Het is duidelijk dat dit wetsvoorstel in de eerste plaats de drughandel strenger wil aanpakken. Het houdt verband met een ander door ons ingediend voorstel tot versoepeling van de vervolgingen en opsporingen inzake drugs. Wij maken wel een duidelijk onderscheid tussen die handel en het gebruik, iets waar de huidige wetgeving minder in voorziet. Vanuit dit onderscheid wensen wij een recht op begeleiding in de wet in te schrijven. Zeker wat de zwaar verslaafden betreft kunnen wij stellen dat het gaat om zieke mensen, die bijgevolg niet in de gevangenis thuishoren (waar zij grote problemen veroorzaken), maar integendeel recht hebben op psycho-medische begeleiding, en wel in daartoe speciaal opgerichte opvang- of « afkick »-centra. De ontwenning op korte termijn en de uiteindelijke reïntegratie van de verslaafden op lange termijn zijn de doelen van dit beleid.

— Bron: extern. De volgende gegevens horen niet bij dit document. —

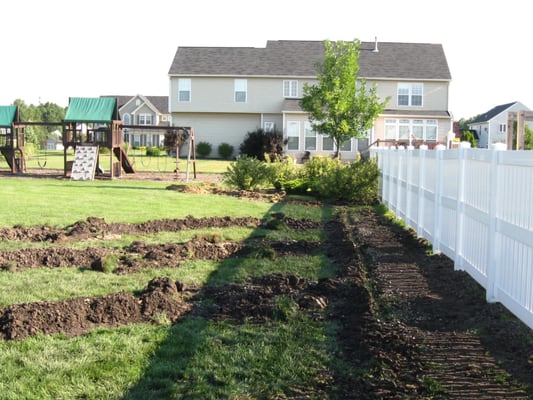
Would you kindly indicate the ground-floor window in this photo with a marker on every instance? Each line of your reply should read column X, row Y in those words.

Drugs en psychotrope stoffen zijn een ernstige en aanhoudende bedreiging voor de gezondheid en het welzijn van de mensheid, voor de stabiliteit van de naties, voor de politieke, economische, sociale en culturele structuren van alle samenlevingen en voor het leven en de waardigheid van miljoenen mensen, inzonderheid de jongeren. Zo stond het enkele jaren geleden in een verslag van de algemene Vergadering van de Verenigde Naties (VN).
Bart LAEREMANS Jurgen CEDER Anke VAN DERMEERSCH. |
Artikel 1
Deze wet regelt een aangelegenheid als bedoeld in artikel 78 van de Grondwet.
Art. 2
In de wet van 24 februari 1921 betreffende het verhandelen van de gifstoffen, slaapmiddelen en verdovende middelen, psychotrope stoffen, ontsmettingsstoffen en antiseptica en van de stoffen die kunnen gebruikt worden voor de illegale vervaardiging van verdovende middelen en psychotrope stoffen, wordt artikel 2bis, § 3, c, weggelaten.
Art. 3
Een artikel 2quinquies, luidend als volgt, wordt in dezelfde wet ingevoegd :
« Art. 2quinquies. Het verkopen van een dodelijke dosis middelen zoals omschreven in artikel 2bis, § 1, staat gelijk met doodslag met voorbedachten rade en wordt bestraft met levenslange opsluiting overeenkomstig artikel 394 van het Strafwetboek. »
Art. 4
In artikel 4, §§ 1, 3 en 6, worden de woorden « 2, 2º, 2bis, 2quater en 3 omschreven misdrijven » vervangen door de woorden « 2, 2º, 2bis, 2quater, 2quinquies en 3 omschreven misdrijven ».
Art. 5
Een artikel 13, luidend als volgt, wordt aan dezelfde wet toegevoegd :
« Art. 13. De veroordeelde die krachtens deze wet een hoofdgevangenisstraf uitzit van tenminste twee jaar, heeft recht op deskundige psycho-medische hulp indien een geneeskundige vaststelt dat hij verslaafd is aan een of meer middelen zoals bedoeld in artikel 2bis, § 1.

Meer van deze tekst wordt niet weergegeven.